Y es así como se dio cuenta de que no es realmente feliz. Tiene agua
corriente, calefacción, aire acondicionado. Puede pasear en bicicleta con
zapatos deportivos que no le garantizan un atraco en la primera esquina, cambia
de neumáticos cuando debe y no viaja por autopistas oscuras y con huecos. Tiene
compañía, dado que algunos de sus mejores amigos se vinieron después de ella.
Pero no es feliz, se siente mal. Su bienestar es como un espejismo. La
situación del país ha degenerado tanto que ahora siente que respira la
tranquilidad de una bala que tampoco lleva su nombre pero va directo a su
familia. No duerme hasta saber que todos sus seres queridos están en casa, y en
lugar de sueños tiene pesadillas donde uno de sus hermanos pierde la vida a
manos de un delincuente. Come poco porque cada bocado le hace pensar en las
carencias que puedan estar viviendo en su casa. Vive aterrada casi rezando para
que su gente no se enferme y deba pasar la convalecencia mendigando
medicamentos por las redes sociales.
Se siente como si estuviera viendo desde lejos un campo de
concentración donde se encuentran todos sus afectos, y del que ella se ha
librado. Sabe lo terrible de la realidad nacional cuando las súplicas por
volver a casa que le hacía su madre una década atrás ahora le ruegan todo lo
contrario.
Desde donde está siente que no puede hacer nada por ellos, así que
después de pensarlo mucho, ha comenzado a hacer las maletas. Se vuelve a casa,
contra toda razón, contra toda lógica, se vuelve a casa. Sabe que le espera un
infierno de muerte, corrupción, negligencia y miseria, pero también sabe que no
estará sola. No sabe si conseguirá trabajo, pero sí que por lo menos podría
encargarse de hacer las colas que ahora hacen sus padres mientras sus hermanos
trabajan. Su familia intenta vanamente hacerla recapacitar, le dicen que se
quede donde vive, así por lo menos ella está bien. Pero no hay fuerza humana
capaz de convencerla, ella no quiere ser la única superviviente de una familia
que tuvo la desgracia de sufrir las consecuencias del gobierno más corrupto,
violento, y macabro que haya conocido la historia venezolana. De nada le ha
servido ni le servirá vivir bien si los suyos medio viven. Con la propia sangre
no es aplicable el “sálvese quien pueda”.

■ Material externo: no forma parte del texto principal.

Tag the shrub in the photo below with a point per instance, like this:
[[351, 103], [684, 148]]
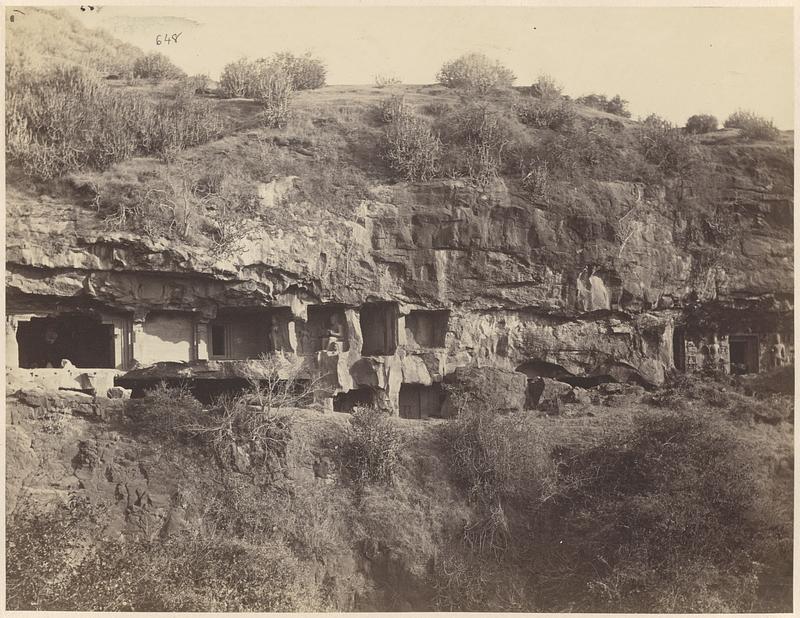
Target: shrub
[[546, 88], [371, 453], [537, 181], [411, 148], [616, 105], [252, 79], [156, 66], [237, 78], [665, 146], [670, 509], [753, 126], [60, 561], [165, 411], [381, 81], [274, 93], [437, 108], [475, 137], [66, 119], [392, 108], [305, 72], [701, 123], [554, 114], [475, 73]]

En estos días mientras hace las maletas, piensa que a lo mejor es la
decisión que deberían tomar todos los jóvenes que salieron del país en los últimos
quince años. Regresar en masa, tomar el timón y trabajar unidos para
reconstruir el país. Y si no consiguen convertirlo en un modelo para América
Latina, por lo menos que vuelvan dejarlo en el mismo punto donde estaba
cuando llegó al poder esta lacra llamada Socialismo del Siglo XXI. Ese ya sería
un gran paso para que todos navegaran en la misma dirección, porque ya es hora
de desplegar las velas y luchar contra todo viento adverso para impedir que se
hunda ese barco maravilloso y medio roto llamado Venezuela.